MCINTYRE: And, in addition to the new soldiers, more than 10,000 other troops already in Iraq have been informed they'll be going home in March of next year instead of January.

Among the troops extended for two more months on the ground, 4,400 soldiers from the 25th Infantry Division, 3,500 from the 1st Cavalry Division, 2,300 Marines from the 31st MEU and 160 soldiers from the 116th Transportation Company.

Currently, there are 138,000 U.S. troops in Iraq. With the extensions and new deployments that number will swell to 150,000 by mid-January, an all time high eclipsing the peak of 148,000 American troops in Iraq in May of last year right after the invasion.

For some soldiers this is the second extension of their tours, first from ten months to 12, then from 12 to 14. The Pentagon insists they won't be extended again and that they'll be given two extra months at home to make up for it.

(END VIDEOTAPE)

MCINTYRE: Aaron, two things. The plus-up of troops is intended to increase security for the elections and the Pentagon believes the best way to do that is to keep the insurgents on the run, build on the momentum from the Falluja invasion, so that's what some of these troops will be up to.

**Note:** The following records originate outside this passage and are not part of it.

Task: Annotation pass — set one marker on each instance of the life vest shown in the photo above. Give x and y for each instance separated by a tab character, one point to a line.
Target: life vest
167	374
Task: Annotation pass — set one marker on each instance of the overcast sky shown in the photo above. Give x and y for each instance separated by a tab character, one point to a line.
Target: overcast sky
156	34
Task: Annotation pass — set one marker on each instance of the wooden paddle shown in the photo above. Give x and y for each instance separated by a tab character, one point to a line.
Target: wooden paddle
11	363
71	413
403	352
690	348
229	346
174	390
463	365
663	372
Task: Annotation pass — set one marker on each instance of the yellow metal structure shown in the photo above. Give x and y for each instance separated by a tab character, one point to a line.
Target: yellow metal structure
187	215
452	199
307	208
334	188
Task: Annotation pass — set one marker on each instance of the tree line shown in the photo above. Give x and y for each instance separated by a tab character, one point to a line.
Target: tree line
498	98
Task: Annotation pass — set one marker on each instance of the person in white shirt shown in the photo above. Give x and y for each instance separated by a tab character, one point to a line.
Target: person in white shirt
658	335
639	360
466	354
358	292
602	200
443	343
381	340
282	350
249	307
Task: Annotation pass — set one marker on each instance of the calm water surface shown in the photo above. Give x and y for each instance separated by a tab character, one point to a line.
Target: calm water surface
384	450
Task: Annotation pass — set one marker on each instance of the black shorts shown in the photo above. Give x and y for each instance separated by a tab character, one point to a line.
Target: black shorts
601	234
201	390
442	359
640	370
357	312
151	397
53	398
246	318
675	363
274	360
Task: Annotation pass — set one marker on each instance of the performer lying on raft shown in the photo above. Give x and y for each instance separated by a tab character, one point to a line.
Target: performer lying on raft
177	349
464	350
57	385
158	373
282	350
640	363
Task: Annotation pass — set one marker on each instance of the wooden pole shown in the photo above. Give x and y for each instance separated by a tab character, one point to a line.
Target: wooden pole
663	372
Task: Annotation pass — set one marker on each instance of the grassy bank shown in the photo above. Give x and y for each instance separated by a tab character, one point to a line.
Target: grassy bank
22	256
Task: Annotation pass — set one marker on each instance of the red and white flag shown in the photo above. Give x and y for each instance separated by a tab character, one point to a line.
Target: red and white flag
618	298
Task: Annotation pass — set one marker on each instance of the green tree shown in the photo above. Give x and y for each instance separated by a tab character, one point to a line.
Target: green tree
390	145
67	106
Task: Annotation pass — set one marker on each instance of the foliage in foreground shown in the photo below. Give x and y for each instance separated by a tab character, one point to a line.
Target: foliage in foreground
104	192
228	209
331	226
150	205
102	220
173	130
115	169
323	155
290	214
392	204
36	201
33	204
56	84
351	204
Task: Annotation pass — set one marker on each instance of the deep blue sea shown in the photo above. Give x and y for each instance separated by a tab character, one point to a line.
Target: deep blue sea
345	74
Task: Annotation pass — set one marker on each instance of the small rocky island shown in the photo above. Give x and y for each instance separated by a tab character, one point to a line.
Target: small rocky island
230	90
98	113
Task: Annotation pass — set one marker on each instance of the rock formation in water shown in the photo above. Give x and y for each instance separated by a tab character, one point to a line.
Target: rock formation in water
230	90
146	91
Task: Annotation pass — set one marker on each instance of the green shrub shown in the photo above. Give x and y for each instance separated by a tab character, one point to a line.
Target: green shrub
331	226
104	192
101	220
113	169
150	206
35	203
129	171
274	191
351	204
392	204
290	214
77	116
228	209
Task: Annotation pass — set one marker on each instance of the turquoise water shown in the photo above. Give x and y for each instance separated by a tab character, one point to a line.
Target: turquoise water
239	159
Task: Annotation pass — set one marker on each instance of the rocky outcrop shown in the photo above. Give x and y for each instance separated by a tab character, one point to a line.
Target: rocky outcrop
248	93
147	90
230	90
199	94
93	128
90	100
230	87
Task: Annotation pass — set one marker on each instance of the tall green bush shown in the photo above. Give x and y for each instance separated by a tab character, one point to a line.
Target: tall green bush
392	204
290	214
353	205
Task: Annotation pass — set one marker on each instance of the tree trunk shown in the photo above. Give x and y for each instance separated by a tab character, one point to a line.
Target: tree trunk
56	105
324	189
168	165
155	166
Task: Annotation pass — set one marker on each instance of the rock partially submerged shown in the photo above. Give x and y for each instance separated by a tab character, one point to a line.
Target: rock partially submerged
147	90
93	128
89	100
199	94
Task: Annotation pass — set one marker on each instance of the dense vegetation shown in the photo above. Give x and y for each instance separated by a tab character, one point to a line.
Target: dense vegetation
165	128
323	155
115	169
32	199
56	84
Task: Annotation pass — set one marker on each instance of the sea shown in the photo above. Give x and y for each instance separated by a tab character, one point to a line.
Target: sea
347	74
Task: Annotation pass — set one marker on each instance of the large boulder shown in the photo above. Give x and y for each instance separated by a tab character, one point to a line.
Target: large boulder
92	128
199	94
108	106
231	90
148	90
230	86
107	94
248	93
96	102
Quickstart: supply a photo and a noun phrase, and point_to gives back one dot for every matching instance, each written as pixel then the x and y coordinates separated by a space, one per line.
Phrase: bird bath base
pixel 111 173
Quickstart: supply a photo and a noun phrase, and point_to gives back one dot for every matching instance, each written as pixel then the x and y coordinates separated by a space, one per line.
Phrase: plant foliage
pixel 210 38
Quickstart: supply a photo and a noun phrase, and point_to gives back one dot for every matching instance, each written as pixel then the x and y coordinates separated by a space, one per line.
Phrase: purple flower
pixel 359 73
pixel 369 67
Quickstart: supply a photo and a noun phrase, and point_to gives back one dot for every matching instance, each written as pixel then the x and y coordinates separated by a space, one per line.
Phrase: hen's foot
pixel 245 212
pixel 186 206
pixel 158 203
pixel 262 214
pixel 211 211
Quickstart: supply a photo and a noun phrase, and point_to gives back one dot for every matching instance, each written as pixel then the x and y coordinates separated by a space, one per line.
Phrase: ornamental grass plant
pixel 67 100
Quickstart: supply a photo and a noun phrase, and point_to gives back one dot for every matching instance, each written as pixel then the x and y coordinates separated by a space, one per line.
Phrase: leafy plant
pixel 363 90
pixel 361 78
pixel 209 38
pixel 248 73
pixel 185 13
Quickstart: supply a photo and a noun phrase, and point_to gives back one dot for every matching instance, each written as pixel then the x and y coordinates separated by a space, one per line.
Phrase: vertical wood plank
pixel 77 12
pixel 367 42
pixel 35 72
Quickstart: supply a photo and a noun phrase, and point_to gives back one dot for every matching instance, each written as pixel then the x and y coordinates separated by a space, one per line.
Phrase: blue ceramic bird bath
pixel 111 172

The other thing is despite the fact that they've had to extend these troops, the Pentagon continues to insist the military is not too small and that they're not suffering from any shortage of new recruits -- Aaron.

BROWN: Just one question. Do they give you an idea of when they'll pull this number down again?

MCINTYRE: Well, they promise that these troops will not be extended again and they're hopeful that by March when they start coming home they'll be able to start drawing down the numbers. But, again, no one here will give you a guarantee and they say it's entirely based on the situation on the ground and, as we know in recent months, that situation has only gotten worse.

BROWN: Jamie, thank you, Jamie McIntyre.

As of today, 1,256 American soldiers and Marines have died in Iraq. One of the things we hope you'll do is see this not as one large number but as 1,256 individuals, each of them different, each of them important, each with a story.

We focus on one story tonight because this one life seems to span in ways that no other has the events that started the country down the road to the war with Iraq.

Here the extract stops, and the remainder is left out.